An ascending triangle pattern is one of the most popular stock chart formations employed by investors who follow technical analysis. Ascending triangle patterns offer the investor an additional edge to help beat the market. When used incorrectly, ascending triangles chart patterns can contribute to further losses. This article will help you get started in using ascending triangle patterns to help improve your investing results.
Description of Ascending Triangle Chart Patterns
The classic ascending triangle pattern used by technical analysts has a horizontal trend and another trend that slopes up, forming a triangle.

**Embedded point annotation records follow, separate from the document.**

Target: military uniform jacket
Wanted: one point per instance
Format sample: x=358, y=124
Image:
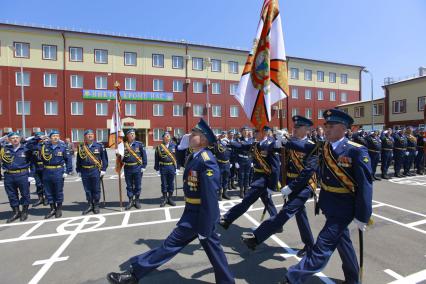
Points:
x=162, y=158
x=85, y=162
x=201, y=182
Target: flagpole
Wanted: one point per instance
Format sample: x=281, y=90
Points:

The horizontal trend forms when the price has rises to this level at least twice. The price does not have to actually touch the horizontal trend, though it should come close. This trading action comes from the behavior of sellers who overcome the buying volume, when the price reaches the horizontal trend. New buying steps in as the price retreats to push the price back up again. On each dip the buying overcomes the selling at a higher low, as interest in the stock grows. These higher lows form the rising trend.

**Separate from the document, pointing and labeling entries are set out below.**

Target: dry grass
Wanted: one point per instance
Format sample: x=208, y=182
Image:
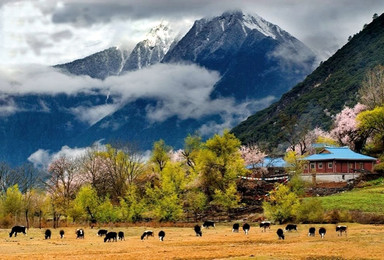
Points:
x=362, y=242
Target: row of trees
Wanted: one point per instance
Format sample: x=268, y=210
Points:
x=116, y=183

The rising trend of the ascending triangle is defined by at least two price declines creating higher lows. While the price does not have to touch the rising trend, it should come close as this is an indication of the underlying buying strength of the stock price pattern.

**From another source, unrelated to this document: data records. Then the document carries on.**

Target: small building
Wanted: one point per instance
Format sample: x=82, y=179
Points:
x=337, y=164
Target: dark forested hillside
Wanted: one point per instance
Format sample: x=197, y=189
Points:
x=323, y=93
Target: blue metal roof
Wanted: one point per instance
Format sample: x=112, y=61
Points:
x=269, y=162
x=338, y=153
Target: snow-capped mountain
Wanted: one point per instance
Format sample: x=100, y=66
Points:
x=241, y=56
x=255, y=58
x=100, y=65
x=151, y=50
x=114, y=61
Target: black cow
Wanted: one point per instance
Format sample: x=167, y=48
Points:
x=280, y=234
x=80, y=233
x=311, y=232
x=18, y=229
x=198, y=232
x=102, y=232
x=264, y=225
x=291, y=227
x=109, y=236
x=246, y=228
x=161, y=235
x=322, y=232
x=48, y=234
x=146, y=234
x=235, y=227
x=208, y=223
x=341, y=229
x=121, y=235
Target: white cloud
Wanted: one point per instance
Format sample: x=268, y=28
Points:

Volume normally declines over the life of the ascending triangle chart as the selling pressure tends to diminish. This decrease in volume helps to open the door to the breakout. Breakouts take place when the price closes above the horizontal trend. Ideally, the breakout is accompanied by higher volume, though it is not required, as much of the selling pressure has been removed by the repeated moves up to the horizontal trend.
Breakouts on an ascending triangle pattern should take place more than half way through the formation of the triangle and before reaching the apex.
Often the price will re-test the horizontal trend, giving investors another opportunity to buy. In the example of an ascending triangle below, there were two re-tests that held.
Trading Ascending Triangle Chart Patterns
When the price pierces the horizontal resistance we have a breakout of the ascending triangle. In some cases we will see above average volume on the breakout as traders are buying. However, it is not necessary. If the volume is at or below average and the price breaks up, it is likely the selling pressure has diminished. This allows any buying to push up the price of the shares. This is one of the few situations when we can have a move up with below average volume.
Investors should look to buy on the initial break. However, you can also wait for the re-test as another re-entry point. Unfortunately, the re-test does not always take place, so you cannot count on it.
Many investors use the measured rule to estimate the gain they expect from trading the ascending triangle pattern. The measured rule calculates the difference of the low point of the ascending triangle chart and the horizontal trend. Then add this difference to the horizontal trend to calculate the exit target. In the sample chart above the low is approximately 32.80 and the horizontal trend is 36.20. The difference is 3.40 (36.20 - 32.80 = 3.40). Add this difference to the horizontal trend 36.20 and you get 39.60 as your target. (36.20 + 3.40 = 39.60). This target can be the first exit where many investors will sell half of their position to capture the profit and use the money to invest in other opportunities. The remaining half is covered by a trailing stop that is above the breakout and just below a support level, allowing them to capture any further move up.
Risks using Ascending Triangle Chart Patterns
The success of the ascending triangle stock chart pattern is closely aligned with buying on the up side breakout of the horizontal resistance. Investors who enter before the breakout assume higher risk primarily from a premature break either up or down.
Premature breakouts on an ascending triangle chart occur the price rises through resistance before the pattern has had a chance to develop. The price can break down through the rising trend ending the validity of the pattern before it develops. The ascending triangle chart is prone to these type of failures, which is why an investor should be sure the ascending triangle pattern fully develops before making a commitment.
Many investors and investing sites will classify a stock pattern as an ascending triangle, even though it fails to meet the specific guidelines. When this occurs, it is more likely the pattern will fail. It is tempting to call a pattern an ascending triangle even when it does not meet all the criteria. When investors take this action they are creating additional risk of a bad trade. There is enough risk when investing in the stock market. Why add to the risk with an improperly classified ascending triangle chart pattern.
To avoid these risks take the time to properly identify the ascending triangle stock chart. If the pattern fails to meet the criteria review other possibilities including an head and shoulder tops and rising channels.
While the ascending triangle is a popular stock chart pattern, it does not transpire that often. When you find an occurrence, you should follow it carefully as the pattern produces some of the best results.